Your brain is what you eat
When the brain gets tired it sends out signals that it needs energy - that’s why we often crave sugar or fatty foods. But why fats? The brain desperately needs vitamins, specifically vitamin D, which is fat-soluble. This vitamin also enhances the absorption of potassium, which is necessary for the proper functioning of the nervous system. Unfortunately, the impulse to eat fatty things will not bring the expected results and improvement of brain function, if we do not provide the body with vitamins and potassium at the same time.

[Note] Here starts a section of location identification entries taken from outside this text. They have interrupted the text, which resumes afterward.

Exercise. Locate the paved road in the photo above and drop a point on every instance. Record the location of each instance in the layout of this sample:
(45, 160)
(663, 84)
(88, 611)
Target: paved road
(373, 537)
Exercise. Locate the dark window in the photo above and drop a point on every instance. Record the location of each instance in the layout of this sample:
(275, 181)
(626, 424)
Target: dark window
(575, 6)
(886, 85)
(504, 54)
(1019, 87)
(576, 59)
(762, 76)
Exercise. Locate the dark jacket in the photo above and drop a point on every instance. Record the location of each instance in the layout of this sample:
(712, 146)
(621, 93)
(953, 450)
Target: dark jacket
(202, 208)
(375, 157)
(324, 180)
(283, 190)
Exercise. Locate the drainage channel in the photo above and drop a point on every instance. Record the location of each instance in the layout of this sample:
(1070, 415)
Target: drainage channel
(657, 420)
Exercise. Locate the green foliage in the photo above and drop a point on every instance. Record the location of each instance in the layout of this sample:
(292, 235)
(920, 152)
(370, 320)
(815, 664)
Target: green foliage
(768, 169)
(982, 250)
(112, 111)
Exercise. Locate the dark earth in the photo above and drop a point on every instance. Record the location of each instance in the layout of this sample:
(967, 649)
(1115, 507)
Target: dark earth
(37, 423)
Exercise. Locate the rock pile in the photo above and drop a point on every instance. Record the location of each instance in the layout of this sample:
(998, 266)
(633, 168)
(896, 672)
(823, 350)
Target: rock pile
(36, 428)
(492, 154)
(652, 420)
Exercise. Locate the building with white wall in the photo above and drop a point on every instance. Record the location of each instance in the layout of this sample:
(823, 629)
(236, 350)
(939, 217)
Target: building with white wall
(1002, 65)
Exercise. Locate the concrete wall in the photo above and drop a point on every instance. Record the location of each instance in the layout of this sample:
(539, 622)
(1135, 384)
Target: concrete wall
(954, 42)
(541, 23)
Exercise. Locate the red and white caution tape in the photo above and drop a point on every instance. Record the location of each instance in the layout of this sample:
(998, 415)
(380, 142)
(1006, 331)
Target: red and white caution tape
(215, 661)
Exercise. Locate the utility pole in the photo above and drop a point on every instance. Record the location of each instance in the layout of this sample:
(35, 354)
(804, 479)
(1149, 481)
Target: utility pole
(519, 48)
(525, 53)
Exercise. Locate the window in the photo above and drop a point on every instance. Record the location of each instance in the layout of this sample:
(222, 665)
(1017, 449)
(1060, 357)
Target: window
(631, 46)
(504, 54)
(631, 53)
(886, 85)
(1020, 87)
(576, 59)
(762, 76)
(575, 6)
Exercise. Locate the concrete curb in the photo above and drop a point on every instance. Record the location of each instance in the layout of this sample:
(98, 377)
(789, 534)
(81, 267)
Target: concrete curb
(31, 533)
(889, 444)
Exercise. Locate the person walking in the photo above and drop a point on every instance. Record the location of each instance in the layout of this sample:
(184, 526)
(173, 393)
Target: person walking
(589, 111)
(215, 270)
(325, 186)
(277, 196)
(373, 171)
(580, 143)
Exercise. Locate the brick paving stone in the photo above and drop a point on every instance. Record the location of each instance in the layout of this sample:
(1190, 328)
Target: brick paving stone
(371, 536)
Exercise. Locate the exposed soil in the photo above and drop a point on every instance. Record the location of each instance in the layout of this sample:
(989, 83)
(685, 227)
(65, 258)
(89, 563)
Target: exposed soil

And here comes a common problem - especially during the menopause, we are afraid of gaining weight, so we limit the intake of fat - and thus the possibility of absorbing vitamin D. Without it, our mind begins to function poorly, we notice problems with concentration, which we mistakenly take for symptoms of some disease. Interestingly, potassium deficiencies also affect our muscles, making us feel weak and our reactions sluggish - when all these symptoms are combined, it can feel like we’re sick.
What to do? Ensure that you have adequate levels of vitamin D in your body, by eating e.g. salmon, herring and dairy products. Do not forget also to frequently reach for olive oil, as a source of good fat in which vitamin D is efficiently absorbed. Unfortunately, however, in most cases, this is still not enough, especially during winter months (the production of vitamin D is increased by the action of UV rays, i.e. the sun). Therefore, vitamin D supplementation is often recommended. Potassium is also important, so include fruits such as bananas, citrus and kiwi in your diet, or reach for tomatoes more often - they are an excellent source of this mineral.
Enjoy gherkins and chocolate
Very often we crave not only fatty, unhealthy food, but also chocolate and something sour. It seems silly to us, sometimes we feel guilty because of such cravings and we blame it on our hormones. But such fancies do make sense! Problems with concentration are mainly due to a lack of magnesium in the body. Our brains know that they can find it in chocolate, and the acidic environment helps the body to absorb magnesium better. So you’re not a spoiled woman who doesn’t know what she wants - you know exactly what you need, and that’s an increased dose of magnesium. So if you fancy a pickle while nibbling on chocolate, go for it!
Magnesium is also quite commonly found in vegetables and fruits. The problem is that most of them undergo thermal processing (aka cooking) which eliminates up to 75% of magnesium(!). This is the main reason why magnesium is one of the most recommended supplements.
What else should be introduced into the diet to avoid a foggy brain?
- Cereal coffee - unlike traditional one, cereal coffee doesn’t flush magnesium out of the body. And it’s a great source of potassium or selenium
- Black cohosh - is a very useful plant used for centuries to treat symptoms of menopause. It is best to use black cohosh supplements which also contain magnesium. Such as this one here
- Choose wholemeal bread and pasta - they are a good source of magnesium, potassium, B vitamins (B1, B2) and folic acid.
Diet alone won’t save you from brain fog, but without it, no other solutions will work. It is your foundation on which you can build your better well-being. And although no one likes the feeling of confusion or constantly forgetting things, sometimes you need to give yourself some slack. For the peace of your own mind – don’t be too harsh on yourself. Your brain will love it!